Halloween is a reference to last Oct. 31, when several teenage trick-or-treaters, after being informed by Belle's father that there was no candy for them, pelted Belle's suburban Cleveland home with eggs. Belle called the police and said, in a tape-recorded conversation, "You better get somebody over here, because if I find one of them, I'll kill them." Belle then ran the teenagers off his property in his Ford Explorer. Later he was found guilty of reckless operation of a motor vehicle on private property and fined $100.
Alcohol is a reference to Belle's sketchy drinking history. During the 1990 season he spent two months at a hospital called the Cleveland Clinic, where he received treatment for alcoholism and counseling in temper control. Since he left the program, Belle has said, he hasn't had a drink. But his temper has remained erratic.
When he entered the program Belle was known in his family as Joey, a shortened version of his middle name. He emerged from the Cleveland Clinic as Albert, a name he shares with his soft-spoken father, a retired high school coach. The new name was supposed to symbolize a fresh start. The ballplayer's strong-willed mother, Carrie, a retired math teacher and a devout Baptist who remains a primary influence in Albert's life, resisted the name change; she saw no reason for a second beginning for her first-born son. But when he left the hospital, he made a public statement under the name Albert Belle: "While in the clinic, I discovered that I have had problems with concentration, motivation, attitude and temper. I have found a new way of life through the clinic's program and a 12-step recovery plan."
Some people who know Belle believe his aftercare statement was disingenuous. Concentration and motivation have never been his weaknesses. "When they coined the term tunnel vision, they had Albert in mind," says Mike Hargrove, the Indians' manager. Some of Belle's former coaches—in Shreveport, La., where he was born and raised, and later in college—agree.
As for alcoholism, Belle's college coach and his mother, among others, never saw any evidence that he had a drinking problem. But during his first three seasons of professional baseball, most of which he spent in the minors, Belle struggled with his own expectations and became, according to a person with knowledge of Belle's treatment, a closet drinker, imbibing in the privacy of his room and sometimes showing up for work the next day hung over and moody. In one tantrum, his last before entering the clinic, he dislodged a porcelain sink from a clubhouse wall and smashed it to pieces with a bat.
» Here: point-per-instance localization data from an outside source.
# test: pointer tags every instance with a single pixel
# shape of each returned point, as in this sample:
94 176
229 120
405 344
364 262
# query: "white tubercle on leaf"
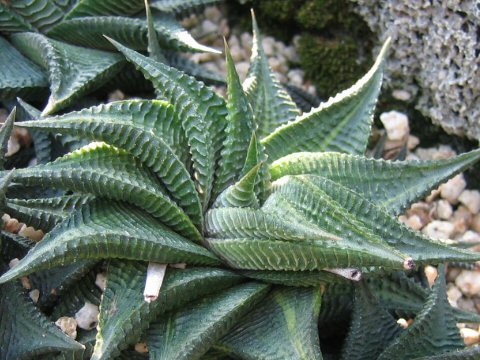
153 283
348 273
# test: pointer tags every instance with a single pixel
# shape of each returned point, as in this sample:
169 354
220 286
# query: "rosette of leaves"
276 214
60 46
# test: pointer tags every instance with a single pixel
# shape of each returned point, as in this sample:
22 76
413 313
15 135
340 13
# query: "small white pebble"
452 189
470 236
412 142
453 294
440 230
13 146
468 282
471 199
101 281
444 210
402 95
431 273
141 348
396 124
209 27
34 295
87 316
68 325
470 336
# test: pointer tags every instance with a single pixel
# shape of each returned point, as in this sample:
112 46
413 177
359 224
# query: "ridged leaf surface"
189 333
124 314
341 124
89 31
271 104
150 130
239 129
202 112
24 331
110 230
72 71
372 328
433 331
283 326
393 184
17 74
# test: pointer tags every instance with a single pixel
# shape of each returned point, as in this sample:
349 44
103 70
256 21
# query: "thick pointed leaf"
124 314
110 230
373 219
283 326
18 75
189 333
181 6
24 331
89 31
405 297
148 129
190 67
42 14
47 212
75 297
393 184
52 283
73 71
108 172
154 50
240 194
202 112
257 224
270 254
372 328
271 104
5 133
239 130
11 22
307 202
342 124
86 8
43 143
436 320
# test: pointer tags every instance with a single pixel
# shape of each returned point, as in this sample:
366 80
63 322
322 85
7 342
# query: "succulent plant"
61 45
281 236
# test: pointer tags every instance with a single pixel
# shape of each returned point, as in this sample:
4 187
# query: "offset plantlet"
283 224
60 45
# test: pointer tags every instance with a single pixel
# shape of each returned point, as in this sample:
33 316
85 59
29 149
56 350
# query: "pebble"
101 281
471 199
87 316
402 95
468 282
68 325
396 124
452 189
470 336
444 210
440 230
431 273
453 294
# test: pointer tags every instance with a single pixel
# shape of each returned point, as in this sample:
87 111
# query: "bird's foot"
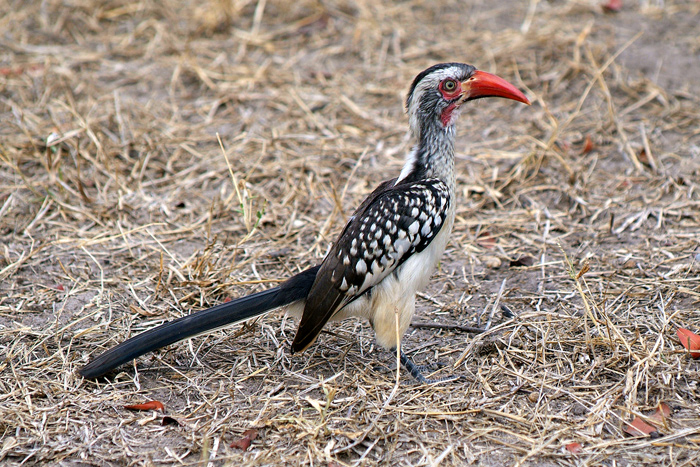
417 371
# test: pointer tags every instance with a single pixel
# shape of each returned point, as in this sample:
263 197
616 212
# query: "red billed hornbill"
386 252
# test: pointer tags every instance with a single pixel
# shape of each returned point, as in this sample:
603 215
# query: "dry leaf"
244 442
169 421
486 240
150 405
524 260
638 427
612 6
690 341
663 411
574 448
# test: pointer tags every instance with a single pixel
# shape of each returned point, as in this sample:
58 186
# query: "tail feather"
226 314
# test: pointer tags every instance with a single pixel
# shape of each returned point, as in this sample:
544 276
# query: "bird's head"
437 93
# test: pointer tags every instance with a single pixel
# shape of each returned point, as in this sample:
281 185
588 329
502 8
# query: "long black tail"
294 289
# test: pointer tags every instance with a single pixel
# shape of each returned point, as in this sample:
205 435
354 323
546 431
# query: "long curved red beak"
481 84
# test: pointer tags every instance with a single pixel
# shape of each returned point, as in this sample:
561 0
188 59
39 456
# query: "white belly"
391 304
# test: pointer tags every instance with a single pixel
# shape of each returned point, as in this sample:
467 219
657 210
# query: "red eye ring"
449 88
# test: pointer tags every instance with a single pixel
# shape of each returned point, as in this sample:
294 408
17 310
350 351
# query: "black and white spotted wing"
392 224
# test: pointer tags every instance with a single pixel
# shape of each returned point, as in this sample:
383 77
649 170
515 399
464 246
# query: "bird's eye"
449 85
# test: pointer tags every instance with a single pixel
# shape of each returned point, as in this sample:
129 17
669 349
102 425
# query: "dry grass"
118 211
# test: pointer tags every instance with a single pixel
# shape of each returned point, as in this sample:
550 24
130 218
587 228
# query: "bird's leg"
417 372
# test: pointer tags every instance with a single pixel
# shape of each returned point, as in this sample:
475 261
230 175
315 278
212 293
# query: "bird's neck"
432 156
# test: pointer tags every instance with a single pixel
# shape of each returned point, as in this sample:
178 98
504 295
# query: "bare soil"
118 211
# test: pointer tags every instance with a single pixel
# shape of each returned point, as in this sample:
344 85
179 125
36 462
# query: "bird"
383 256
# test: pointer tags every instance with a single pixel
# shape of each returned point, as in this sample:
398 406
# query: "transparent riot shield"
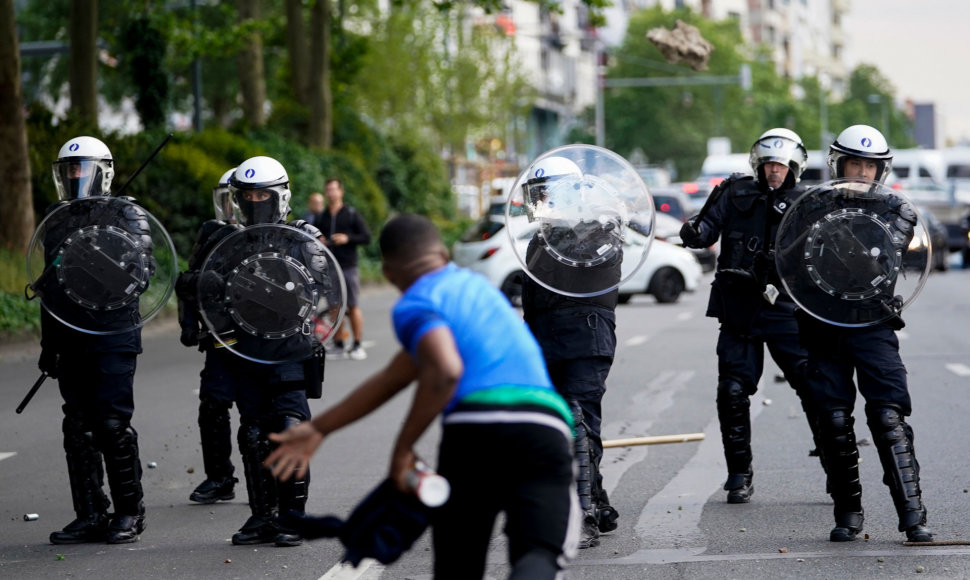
853 252
580 215
101 265
270 293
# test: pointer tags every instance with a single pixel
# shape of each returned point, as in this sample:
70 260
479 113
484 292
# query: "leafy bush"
17 314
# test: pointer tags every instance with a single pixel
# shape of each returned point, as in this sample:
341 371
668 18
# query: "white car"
667 272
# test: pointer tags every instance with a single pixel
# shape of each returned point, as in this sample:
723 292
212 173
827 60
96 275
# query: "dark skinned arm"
439 369
300 442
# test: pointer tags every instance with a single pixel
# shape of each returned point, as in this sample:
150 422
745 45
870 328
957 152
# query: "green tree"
17 217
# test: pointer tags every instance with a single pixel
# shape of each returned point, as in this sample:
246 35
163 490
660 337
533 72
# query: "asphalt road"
673 519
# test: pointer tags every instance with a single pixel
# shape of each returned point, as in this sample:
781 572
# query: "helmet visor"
256 206
77 178
222 203
778 150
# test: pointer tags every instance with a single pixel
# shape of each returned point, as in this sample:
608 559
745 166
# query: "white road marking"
367 570
669 522
961 370
636 340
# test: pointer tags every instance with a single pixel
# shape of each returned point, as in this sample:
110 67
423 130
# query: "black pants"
96 386
741 357
523 469
872 354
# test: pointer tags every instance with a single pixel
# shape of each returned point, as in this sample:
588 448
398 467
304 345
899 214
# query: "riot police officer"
746 295
871 352
95 372
215 388
578 340
270 396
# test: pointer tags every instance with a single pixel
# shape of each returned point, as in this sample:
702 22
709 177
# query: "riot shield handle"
32 392
144 164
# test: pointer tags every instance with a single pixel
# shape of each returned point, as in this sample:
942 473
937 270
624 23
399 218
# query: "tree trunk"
252 81
321 100
17 217
83 61
296 47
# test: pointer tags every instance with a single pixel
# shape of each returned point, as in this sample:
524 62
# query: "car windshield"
482 230
498 209
669 205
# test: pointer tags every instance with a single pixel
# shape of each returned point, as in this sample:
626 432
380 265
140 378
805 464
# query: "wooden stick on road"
654 440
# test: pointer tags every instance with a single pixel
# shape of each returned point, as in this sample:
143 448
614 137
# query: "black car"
939 240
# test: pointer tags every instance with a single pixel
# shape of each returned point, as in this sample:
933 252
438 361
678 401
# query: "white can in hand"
432 489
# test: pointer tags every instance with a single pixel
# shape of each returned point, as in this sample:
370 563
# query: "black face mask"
258 212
The Indians were eager to get Belle's psychological house in order. They felt Belle could become a big-time big leaguer if he could get his head together. Indians officials confronted Belle and coaxed him into the clinic, where doctors and counselors said he exhibited alcoholic tendencies. In time Belle came to believe that himself. For a man whose pride is said to be colossal, the admission of a flaw was wrenching.
The Indians were relieved. Alcoholism gave a socially acceptable name to erratic behavior; it gave the Indians' management hope. Carrie Belle never believed it. "Joey goes along with it because if he doesn't, the Indians will dump him," she said after he left the clinic. (She declined to be interviewed for this story.) The Indians took Carrie's phone calls, heard her out. But they were convinced they had the problem licked. They still feel that way.
"He had a problem, and he came to terms with it," says John Hart, the Indians' general manager. "That's in the past. Albert Belle is the most popular player in Cleveland. He does what we pay him to do."
The general manager is a practical man, not prone to psychobabble. "We ask ourselves, What has this guy not done for the organization, except be accessible to the media?" Hart says. "He's done everything. We support our players; we are a family. Ninety-five to 98 percent of the time, Albert's a delight to be around. The times he's not, we deal with it, internally, like a family. We hope we have him for the rest of his career. He'll probably play until he's 40. And he's going to have one of the most prolific offensive careers in baseball history." Maybe so, but three weeks ago the Indians broke off contract negotiations with Belle after he reportedly rejected a five-year, $38 million offer. The deal would have made him the second-highest-paid player in the game, behind Ken Griffey Jr. Unless Cleveland re-signs Belle, he will be a free agent at the end of the season.
Belle is the rare modern player who is actually a student of baseball history. He knows numbers, knows what Hank Greenberg and Jimmie Foxx and Henry Aaron had accomplished by the time they were 29. "He knows his baseball history because he wants to be part of baseball history," says Dan O'Dowd, the Indians' assistant general manager. "When he was a minor leaguer, like most minor leaguers, he was selfish. Now he knows that great players are usually associated with great teams."